嫌な汗が全身から吹き出して吐きそうなぐらい気持ち悪いし、激しく鳴る心臓が耳元にあるようでうるさい。
そんな状態にあるクセに、ゼインは鷹を……というか、赤黒い触手を睨みつけていた。
それはカリーが見た事の無い血走った目。
嫌悪、憎悪、そして殺意。
生きる事に純粋で例え他人だろうとも生きる意志のある人間は助ける。
そんな男にこんな暗い目が出来るなんて……カリーの背中にゾクリと寒気が走った。
「ゼイ…ン?」
これは本当にゼインなのか?
カリーの大好きな、悪戯っ子の笑顔が可愛いゼインなのだろうか?
カリーには別人に思えて仕方無かった。
「カ…リー」
小さい声で呟いたゼインの掠れた声に、カリーはビクッと大袈裟に驚く。
それに気付いたゼインはハッとした後、一瞬、自嘲気味に笑って表情を引き締めた。
「カリー、スランに伝えてくれ。触手は無限だから本体を叩け、本体は体内に居る……多分背中の翼の付け根辺りだ……それと……」
「そ、それと?」
淡々と話すゼインに、何故詳しいのか疑問に思いつつカリーは言葉の続きを待った。
「……相棒は……諦めろ……」
絞り出すようなゼインの声。
ゼインの口から命を諦めろという言葉が出るなんて……カリーはグッと歯を喰いしばり、分かったと言ってスランの所へ走る。
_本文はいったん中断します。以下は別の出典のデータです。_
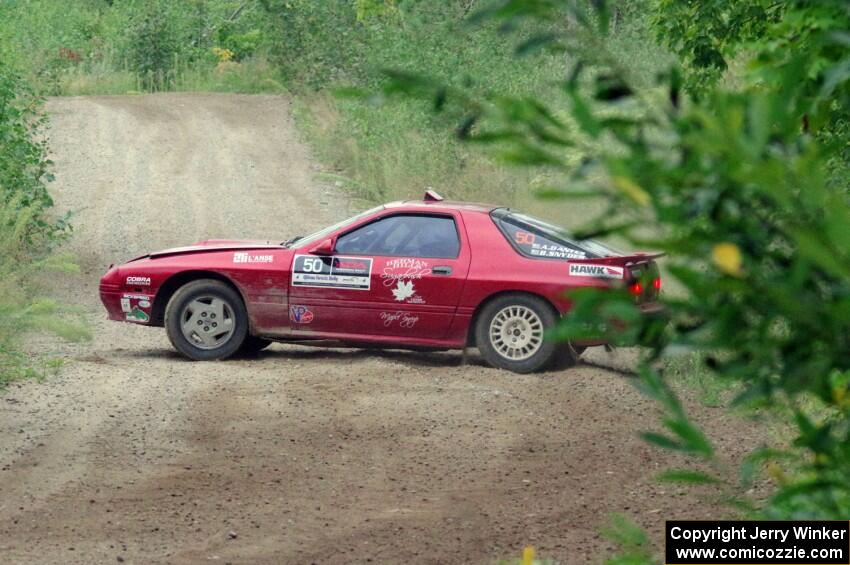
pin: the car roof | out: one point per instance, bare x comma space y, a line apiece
424, 206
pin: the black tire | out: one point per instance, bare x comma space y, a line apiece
179, 312
525, 354
253, 345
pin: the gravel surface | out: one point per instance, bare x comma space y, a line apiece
133, 454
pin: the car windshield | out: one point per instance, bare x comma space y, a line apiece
322, 233
548, 240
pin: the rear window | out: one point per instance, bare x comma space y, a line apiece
535, 238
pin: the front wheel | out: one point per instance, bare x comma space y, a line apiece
205, 320
510, 334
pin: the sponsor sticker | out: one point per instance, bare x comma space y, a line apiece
404, 291
136, 307
405, 320
137, 315
352, 273
244, 257
555, 251
138, 281
300, 315
404, 269
596, 271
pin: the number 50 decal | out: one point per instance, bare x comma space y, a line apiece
524, 238
353, 273
314, 265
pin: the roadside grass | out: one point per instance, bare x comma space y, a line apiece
22, 307
252, 76
688, 371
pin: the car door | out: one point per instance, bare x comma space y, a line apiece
400, 275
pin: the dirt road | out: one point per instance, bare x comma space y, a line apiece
135, 455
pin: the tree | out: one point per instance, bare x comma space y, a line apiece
735, 186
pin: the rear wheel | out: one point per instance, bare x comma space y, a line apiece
510, 334
206, 320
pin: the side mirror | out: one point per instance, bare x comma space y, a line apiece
324, 247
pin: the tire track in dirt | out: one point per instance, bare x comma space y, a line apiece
326, 456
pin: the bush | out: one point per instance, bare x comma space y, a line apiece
735, 187
27, 232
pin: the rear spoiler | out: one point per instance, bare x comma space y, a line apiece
621, 260
627, 267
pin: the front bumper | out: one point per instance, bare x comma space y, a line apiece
126, 306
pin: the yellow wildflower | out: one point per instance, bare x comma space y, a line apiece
727, 257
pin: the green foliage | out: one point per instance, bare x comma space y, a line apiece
735, 187
636, 549
27, 232
153, 47
92, 46
24, 166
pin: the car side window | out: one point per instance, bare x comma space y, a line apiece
404, 235
535, 244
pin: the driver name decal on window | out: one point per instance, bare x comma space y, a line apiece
556, 251
353, 273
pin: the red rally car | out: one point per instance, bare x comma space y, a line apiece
419, 274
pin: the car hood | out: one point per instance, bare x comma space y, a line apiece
211, 245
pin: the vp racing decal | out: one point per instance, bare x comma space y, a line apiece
596, 271
300, 315
138, 281
353, 273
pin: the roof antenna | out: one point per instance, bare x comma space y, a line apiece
432, 196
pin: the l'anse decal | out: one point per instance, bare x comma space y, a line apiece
596, 271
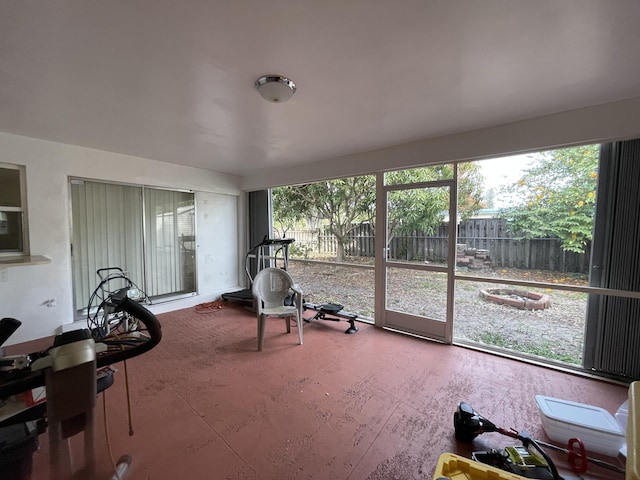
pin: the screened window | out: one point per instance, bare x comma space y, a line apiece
148, 232
12, 210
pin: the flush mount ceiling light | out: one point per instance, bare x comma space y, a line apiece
275, 88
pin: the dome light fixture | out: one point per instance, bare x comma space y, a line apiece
275, 88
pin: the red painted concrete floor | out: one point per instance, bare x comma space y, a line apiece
374, 405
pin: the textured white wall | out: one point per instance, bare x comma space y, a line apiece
48, 168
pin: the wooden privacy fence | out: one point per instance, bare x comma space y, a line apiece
490, 235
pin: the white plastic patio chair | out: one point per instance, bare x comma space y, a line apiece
271, 287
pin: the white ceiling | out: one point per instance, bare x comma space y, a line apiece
173, 80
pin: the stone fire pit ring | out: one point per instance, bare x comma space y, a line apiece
516, 298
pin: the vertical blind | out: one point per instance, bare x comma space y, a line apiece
138, 229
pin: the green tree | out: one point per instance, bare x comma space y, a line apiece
343, 203
556, 197
346, 203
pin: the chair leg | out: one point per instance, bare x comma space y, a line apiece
261, 330
300, 324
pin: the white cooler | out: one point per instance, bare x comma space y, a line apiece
597, 428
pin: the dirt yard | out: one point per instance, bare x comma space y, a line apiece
556, 332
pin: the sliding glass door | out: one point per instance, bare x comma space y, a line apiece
147, 232
418, 293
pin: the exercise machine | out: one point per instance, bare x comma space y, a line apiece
72, 371
332, 312
270, 252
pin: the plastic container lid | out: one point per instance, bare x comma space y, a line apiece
585, 416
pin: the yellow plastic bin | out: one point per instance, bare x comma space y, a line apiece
455, 467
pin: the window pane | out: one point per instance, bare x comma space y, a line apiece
10, 187
422, 174
10, 231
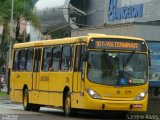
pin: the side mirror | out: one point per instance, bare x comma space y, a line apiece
149, 57
85, 56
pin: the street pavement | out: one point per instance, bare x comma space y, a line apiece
14, 111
ゼインの側から離れる事が出来て、ホッとしている自分に……カリーはズキリと胸の痛みを感じた。
「スラン!!」
「!手ぇ出すなっつったろ?!」
「違うわよ!ゼインから伝言!!」
触手を踏みつけたカリーはスランの背後に立って背中を合わせる。
「何だ?」
「本体を叩け。本体は体内。背中の翼の付け根辺り。鷹は諦めろ」
簡単に伝えたカリーは腰の後ろに差してあったトンファーを抜いて、迫ってきた触手を弾いた。
「チビが?……成る程ね」
雇主の所に居たらしいゼイン……多分、鷹の身に何が起こったのか分かったのだろう。
その彼が諦めろと言ったのだ……やはり、鷹を助ける方法は無いようだ。
「成る程って何よぅ」
触手の正体が分かっているらしいゼイン、ゼインが正体を知っている事に納得しているスラン。
自分だけ何も知らない、とカリーはいじけた。